Defendant cites data suggesting that the "COVID-19 growth rate within BOP far outstrips that in the community" (1,052.87% increase vs. 524.1% increase) to argue that he is "at grave risk of harm" unless released. Yet as late as May 10, 2020, Coleman Low has only two confirmed cases of COVID-19, one inmate and one staff member. Although defendant contends that low testing rates at BOP facilities, including Coleman Low, "understate the true figures" - which is certainly plausible - I see that as equally forceful evidence against the disease's statistical danger. For, as defendant also points out (quoting United States v. Haney, No. 19-cr-541, 2020 WL 1821988, at *6 n.7 (S.D.N.Y. Apr. 13, 2020)), the "BOP has so far tested only those prisoners who seem to be sufficiently unhealthy as to be in need of possible hospitalization." Thus, either the infection rate at Coleman Low is too negligible to compel defendant's release or the lack of symptomatic inmates suggests the virus's relative harmlessness, also counseling denial of the motion.
Indeed, even if defendant does come down with the virus, there is still an overwhelming probability that it would not be fatal. According to defendant's brief, "[o]ne report suggests that '[a]bout 10% of patients with pre-existing cardiovascular disease (CVD) who contract COVID-19 will die, compared to only 1% of patients who are otherwise healthy.'" Of course, 10% is not insignificant, but it also not extraordinary or compelling, especially considering defendant's close access to free medical care while he is in Coleman Low. Moreover, the article quoted from was published over a month ago, much closer to the outbreak's inception, and therefore also likely suffers from the same selection bias described above (i.e., only testing symptomatic people will skew results toward more dire outcomes). In any event, that report concluded that 80% of COVID-19 patients "will develop mild flulike symptoms, including fever, dry cough, and body aches that can be managed at home." It would be highly irregular, to say the least, to cut short a prison sentence in the face of such unalarming potentialities.

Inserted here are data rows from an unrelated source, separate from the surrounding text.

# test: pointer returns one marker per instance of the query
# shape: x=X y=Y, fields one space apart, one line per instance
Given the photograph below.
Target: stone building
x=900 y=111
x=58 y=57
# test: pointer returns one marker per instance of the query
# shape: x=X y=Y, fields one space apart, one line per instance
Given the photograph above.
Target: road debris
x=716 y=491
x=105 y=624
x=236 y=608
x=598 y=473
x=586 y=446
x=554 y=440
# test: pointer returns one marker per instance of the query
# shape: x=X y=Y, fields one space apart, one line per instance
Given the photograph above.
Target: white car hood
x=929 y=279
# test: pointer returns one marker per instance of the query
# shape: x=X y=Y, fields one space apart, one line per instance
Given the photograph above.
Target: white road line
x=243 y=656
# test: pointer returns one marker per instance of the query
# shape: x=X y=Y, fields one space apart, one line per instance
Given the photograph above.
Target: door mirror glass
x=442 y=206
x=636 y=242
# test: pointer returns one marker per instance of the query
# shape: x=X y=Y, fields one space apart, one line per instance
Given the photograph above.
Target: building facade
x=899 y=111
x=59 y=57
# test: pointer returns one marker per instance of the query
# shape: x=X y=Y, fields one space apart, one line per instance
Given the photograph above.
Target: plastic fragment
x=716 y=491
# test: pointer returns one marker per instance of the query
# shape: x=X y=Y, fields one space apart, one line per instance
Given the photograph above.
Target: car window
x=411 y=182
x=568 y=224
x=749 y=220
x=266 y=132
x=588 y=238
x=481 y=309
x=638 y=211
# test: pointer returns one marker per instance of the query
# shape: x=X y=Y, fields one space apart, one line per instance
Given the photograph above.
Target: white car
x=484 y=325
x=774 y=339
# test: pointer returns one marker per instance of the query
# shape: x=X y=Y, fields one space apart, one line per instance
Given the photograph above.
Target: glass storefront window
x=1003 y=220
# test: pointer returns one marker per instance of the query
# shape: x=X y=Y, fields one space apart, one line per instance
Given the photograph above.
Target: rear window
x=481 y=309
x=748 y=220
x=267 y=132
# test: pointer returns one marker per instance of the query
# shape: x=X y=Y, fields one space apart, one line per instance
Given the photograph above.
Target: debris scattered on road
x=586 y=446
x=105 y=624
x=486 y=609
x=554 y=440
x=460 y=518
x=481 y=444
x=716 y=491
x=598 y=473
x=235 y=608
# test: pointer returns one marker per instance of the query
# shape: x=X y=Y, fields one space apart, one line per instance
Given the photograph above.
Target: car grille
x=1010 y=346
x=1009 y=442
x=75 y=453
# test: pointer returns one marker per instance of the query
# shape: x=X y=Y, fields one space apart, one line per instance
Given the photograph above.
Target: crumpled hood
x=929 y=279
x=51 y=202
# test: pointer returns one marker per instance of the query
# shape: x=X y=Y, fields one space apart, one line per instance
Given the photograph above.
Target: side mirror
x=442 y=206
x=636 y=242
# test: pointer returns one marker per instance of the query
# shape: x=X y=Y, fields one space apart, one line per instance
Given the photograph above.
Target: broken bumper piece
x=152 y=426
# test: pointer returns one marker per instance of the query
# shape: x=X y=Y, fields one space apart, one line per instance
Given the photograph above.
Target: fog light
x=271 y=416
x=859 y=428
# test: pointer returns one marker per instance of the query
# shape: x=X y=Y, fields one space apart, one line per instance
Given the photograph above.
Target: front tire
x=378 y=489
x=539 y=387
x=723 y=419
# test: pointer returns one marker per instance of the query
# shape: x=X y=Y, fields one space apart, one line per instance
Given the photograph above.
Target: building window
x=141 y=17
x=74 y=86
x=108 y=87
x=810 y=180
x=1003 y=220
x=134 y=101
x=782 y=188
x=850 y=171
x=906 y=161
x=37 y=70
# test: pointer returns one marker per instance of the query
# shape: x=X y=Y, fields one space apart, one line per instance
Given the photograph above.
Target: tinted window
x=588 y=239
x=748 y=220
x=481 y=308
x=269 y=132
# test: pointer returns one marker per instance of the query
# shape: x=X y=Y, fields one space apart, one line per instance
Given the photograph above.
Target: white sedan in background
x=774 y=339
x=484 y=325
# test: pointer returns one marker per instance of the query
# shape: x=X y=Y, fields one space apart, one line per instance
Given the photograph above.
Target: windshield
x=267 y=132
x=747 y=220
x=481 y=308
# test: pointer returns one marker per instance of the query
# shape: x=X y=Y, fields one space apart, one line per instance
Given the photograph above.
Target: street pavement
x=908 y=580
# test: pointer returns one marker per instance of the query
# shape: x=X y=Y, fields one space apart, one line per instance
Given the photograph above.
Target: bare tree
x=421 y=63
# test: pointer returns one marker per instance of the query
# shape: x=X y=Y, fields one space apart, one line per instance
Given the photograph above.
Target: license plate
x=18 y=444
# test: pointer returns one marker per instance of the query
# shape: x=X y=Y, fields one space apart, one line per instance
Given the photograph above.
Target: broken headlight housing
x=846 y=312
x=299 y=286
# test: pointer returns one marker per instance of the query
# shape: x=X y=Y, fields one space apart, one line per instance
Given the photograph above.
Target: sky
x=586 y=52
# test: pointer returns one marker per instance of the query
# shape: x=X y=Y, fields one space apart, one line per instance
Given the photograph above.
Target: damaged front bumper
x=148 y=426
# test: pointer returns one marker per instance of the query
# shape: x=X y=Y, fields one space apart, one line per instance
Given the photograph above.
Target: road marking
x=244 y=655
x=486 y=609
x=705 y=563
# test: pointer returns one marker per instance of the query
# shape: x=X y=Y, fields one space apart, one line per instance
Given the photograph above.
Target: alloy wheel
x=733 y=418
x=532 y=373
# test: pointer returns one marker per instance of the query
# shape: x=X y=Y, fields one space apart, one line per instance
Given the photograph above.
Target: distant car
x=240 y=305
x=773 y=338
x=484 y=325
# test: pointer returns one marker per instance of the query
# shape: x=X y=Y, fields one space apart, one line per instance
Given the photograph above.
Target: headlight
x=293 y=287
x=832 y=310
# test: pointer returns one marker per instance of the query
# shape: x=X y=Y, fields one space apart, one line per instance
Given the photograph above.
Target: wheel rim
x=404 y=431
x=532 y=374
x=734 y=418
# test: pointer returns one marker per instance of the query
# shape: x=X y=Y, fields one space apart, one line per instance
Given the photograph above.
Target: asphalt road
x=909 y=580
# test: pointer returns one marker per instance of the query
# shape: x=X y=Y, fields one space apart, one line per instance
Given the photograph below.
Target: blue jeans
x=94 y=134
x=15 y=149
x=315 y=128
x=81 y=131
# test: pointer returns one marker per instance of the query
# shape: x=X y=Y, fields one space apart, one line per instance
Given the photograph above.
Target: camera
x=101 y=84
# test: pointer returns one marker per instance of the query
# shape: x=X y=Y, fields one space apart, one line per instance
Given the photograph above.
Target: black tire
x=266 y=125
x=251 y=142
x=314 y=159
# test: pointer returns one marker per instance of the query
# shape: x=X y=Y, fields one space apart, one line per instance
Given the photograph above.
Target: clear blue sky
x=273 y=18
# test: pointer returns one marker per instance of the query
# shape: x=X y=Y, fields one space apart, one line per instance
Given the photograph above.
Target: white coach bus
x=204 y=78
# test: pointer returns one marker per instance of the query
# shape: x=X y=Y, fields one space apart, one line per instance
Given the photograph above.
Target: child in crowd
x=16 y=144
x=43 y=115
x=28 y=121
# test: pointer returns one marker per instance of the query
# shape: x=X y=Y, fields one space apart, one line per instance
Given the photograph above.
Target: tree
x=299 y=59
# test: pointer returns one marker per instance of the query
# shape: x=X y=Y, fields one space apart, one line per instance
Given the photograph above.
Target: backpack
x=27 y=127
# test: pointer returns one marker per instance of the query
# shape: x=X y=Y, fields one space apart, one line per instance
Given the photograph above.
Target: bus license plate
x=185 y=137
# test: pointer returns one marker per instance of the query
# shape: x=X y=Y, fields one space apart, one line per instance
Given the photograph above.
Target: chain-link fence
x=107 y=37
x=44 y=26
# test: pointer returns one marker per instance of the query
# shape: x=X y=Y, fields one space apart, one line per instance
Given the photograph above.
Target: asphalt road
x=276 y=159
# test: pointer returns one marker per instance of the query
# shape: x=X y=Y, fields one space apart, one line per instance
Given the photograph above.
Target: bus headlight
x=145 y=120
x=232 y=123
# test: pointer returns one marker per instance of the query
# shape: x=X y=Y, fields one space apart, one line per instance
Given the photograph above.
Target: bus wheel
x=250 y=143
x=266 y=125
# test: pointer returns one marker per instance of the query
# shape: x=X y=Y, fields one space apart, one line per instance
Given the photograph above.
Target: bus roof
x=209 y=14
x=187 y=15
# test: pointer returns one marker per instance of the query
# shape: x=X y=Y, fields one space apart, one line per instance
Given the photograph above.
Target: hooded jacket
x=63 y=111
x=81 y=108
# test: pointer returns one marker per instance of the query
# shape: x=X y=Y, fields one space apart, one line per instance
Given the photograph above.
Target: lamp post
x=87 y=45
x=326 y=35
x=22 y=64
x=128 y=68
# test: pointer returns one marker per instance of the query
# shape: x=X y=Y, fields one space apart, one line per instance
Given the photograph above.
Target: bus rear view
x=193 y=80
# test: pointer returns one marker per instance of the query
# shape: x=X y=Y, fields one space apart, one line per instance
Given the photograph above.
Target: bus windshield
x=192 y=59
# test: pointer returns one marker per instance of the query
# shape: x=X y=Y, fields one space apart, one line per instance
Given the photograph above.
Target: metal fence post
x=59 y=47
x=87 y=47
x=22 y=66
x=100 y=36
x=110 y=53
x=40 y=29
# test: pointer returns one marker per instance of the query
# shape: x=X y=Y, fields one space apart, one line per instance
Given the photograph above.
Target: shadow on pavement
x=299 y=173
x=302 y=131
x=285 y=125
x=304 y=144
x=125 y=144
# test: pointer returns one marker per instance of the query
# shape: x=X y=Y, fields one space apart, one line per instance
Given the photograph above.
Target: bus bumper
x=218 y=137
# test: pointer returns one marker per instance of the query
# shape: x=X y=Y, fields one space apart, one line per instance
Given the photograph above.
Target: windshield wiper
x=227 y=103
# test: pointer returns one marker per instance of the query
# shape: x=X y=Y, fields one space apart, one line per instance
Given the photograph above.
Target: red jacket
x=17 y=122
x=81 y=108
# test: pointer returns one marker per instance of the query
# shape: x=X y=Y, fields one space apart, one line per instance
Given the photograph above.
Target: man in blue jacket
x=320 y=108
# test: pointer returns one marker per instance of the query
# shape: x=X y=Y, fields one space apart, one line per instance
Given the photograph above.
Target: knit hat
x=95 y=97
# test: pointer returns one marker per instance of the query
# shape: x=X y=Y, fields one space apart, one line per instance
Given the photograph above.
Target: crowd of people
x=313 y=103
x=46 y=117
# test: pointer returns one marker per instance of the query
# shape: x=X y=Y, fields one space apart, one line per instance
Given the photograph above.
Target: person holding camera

Finally, I see little reason to believe that defendant's risk of contracting CODID-19 will considerably decrease outside of Coleman Low. If released, defendant would live with his older sister in Brooklyn, New York. But as it stands, New York City remains a hotbed for the spread of the virus, and thus living with his sister does not necessarily materially decrease the probability of defendant contracting it. At least while in custody, defendant is ensured medical care in the event he becomes sick, just as he was when he had need of a heart valve replacement.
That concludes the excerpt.